As mentioned in our previous article, gaining some weight during holidays it is common but this can compromise our health and make more difficult to go back on track later on. The former article focused on creating a pre-holidays nutrition mind set, the most important first step to this challenge. This article will tackle a few remaining adjustments aiming to succeed in our maintenance or weight loss goals during this coming holiday season.
It is easy to put exercise behind when we are more busy socializing during holiday. But being regularly active is important for at least 50 reasons, such as: weight management, reduced risk of cardiovascular disease, decreasing stress, memory and mental health improvement, boosting immune system, and increasing lifespan, etc. etc. Here are a few activity tips:
- Stick to your normal workout routine as much as possible, even during the holidays. If you are not exercising regularly, much better if do not wait until after the New Year to get started. If you are the kind of person who think that do not have time to work out, better change your mind set about it. Note: hard workout sessions are great not really necessary
- Try to add up more activity into your daily routine: for example: park your car farther away from your destination, or much better if you take a walk instead; take the stairs instead of the elevator; read the newspaper while standing up (instead of sitting comfortable burning "zero" calories); or do a 10-minutes calisthenic session any time during the day. Believe me, every little calorie burning counts!
- Lose as you go. If unexpectedly happens that you have over-eaten one day, make a conscious decision to get more steps or extra workout during the same day or day after so that you burn off those unwanted calories as soon as possible
- Invite your friends or family members. Research suggests that we human perform better on aerobic tasks like running and cycling when exercising with a partner. So if you are home during this holiday season, go ahead, call up a friend or family member for a gym date, a home workout or a brisk walk session. It might certainly help you both.
Be strong, say no!!
Though someone may encourage to overeat by provoking you with a "delicious meal", it is ok if you respectfully decline. A simple “Sorry! I am full” or “I am taking a break for a while” should be enough for friends and family members to back off while it gives you the time to decide if you really want to eat more or not. Note: taking a few minutes break will typically satiate you. It takes about 7 minutes in average for the brain to get the message that a meal have been served, so better to go for a walk or chat with friends and give yourself time to feel full.

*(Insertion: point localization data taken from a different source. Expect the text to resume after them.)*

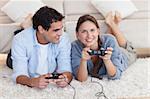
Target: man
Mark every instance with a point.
(39, 51)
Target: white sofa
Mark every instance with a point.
(134, 27)
(134, 81)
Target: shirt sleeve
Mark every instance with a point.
(75, 57)
(19, 59)
(64, 59)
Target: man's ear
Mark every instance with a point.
(77, 34)
(41, 29)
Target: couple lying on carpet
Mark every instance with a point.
(44, 48)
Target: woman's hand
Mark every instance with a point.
(85, 55)
(108, 54)
(40, 82)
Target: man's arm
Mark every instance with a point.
(39, 82)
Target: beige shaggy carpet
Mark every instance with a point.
(134, 84)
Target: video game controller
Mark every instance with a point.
(100, 52)
(54, 76)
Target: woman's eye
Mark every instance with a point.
(92, 30)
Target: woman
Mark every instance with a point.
(119, 52)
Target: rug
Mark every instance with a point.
(134, 84)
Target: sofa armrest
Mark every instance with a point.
(143, 52)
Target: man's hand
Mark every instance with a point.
(41, 81)
(85, 55)
(108, 54)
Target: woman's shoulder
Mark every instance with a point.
(107, 36)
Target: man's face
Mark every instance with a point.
(54, 32)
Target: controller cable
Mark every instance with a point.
(98, 94)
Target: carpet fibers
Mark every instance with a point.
(134, 84)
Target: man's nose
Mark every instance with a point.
(59, 33)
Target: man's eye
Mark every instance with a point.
(84, 31)
(56, 30)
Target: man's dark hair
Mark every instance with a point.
(85, 18)
(45, 16)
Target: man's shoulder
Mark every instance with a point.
(108, 38)
(24, 34)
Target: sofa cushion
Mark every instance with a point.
(125, 7)
(18, 10)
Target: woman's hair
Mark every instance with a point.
(84, 18)
(45, 16)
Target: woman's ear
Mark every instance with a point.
(40, 29)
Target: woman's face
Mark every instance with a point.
(88, 33)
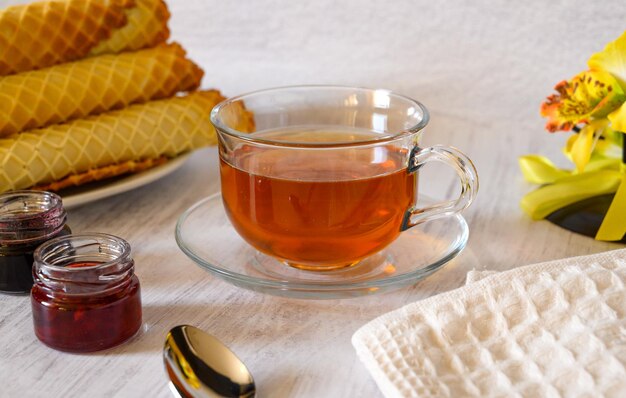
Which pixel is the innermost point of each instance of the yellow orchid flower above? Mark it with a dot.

When we are busy, our sleeping time is often the first thing we use to cut back. But skipping sleep not only make us feel tired and exhausted, but it actually disrupts our inner hormones production, which in turn can affect our appetite and end up affecting our weight. So aim for at least 7-8 hours of healthy sleeping every night. Note: Setting an alarm on our phone to remind us the time to get ready to bed might help and better turn off all the electronic devices, or set them to flight or night mode, so that the light and pop-up messages do not keep you awake.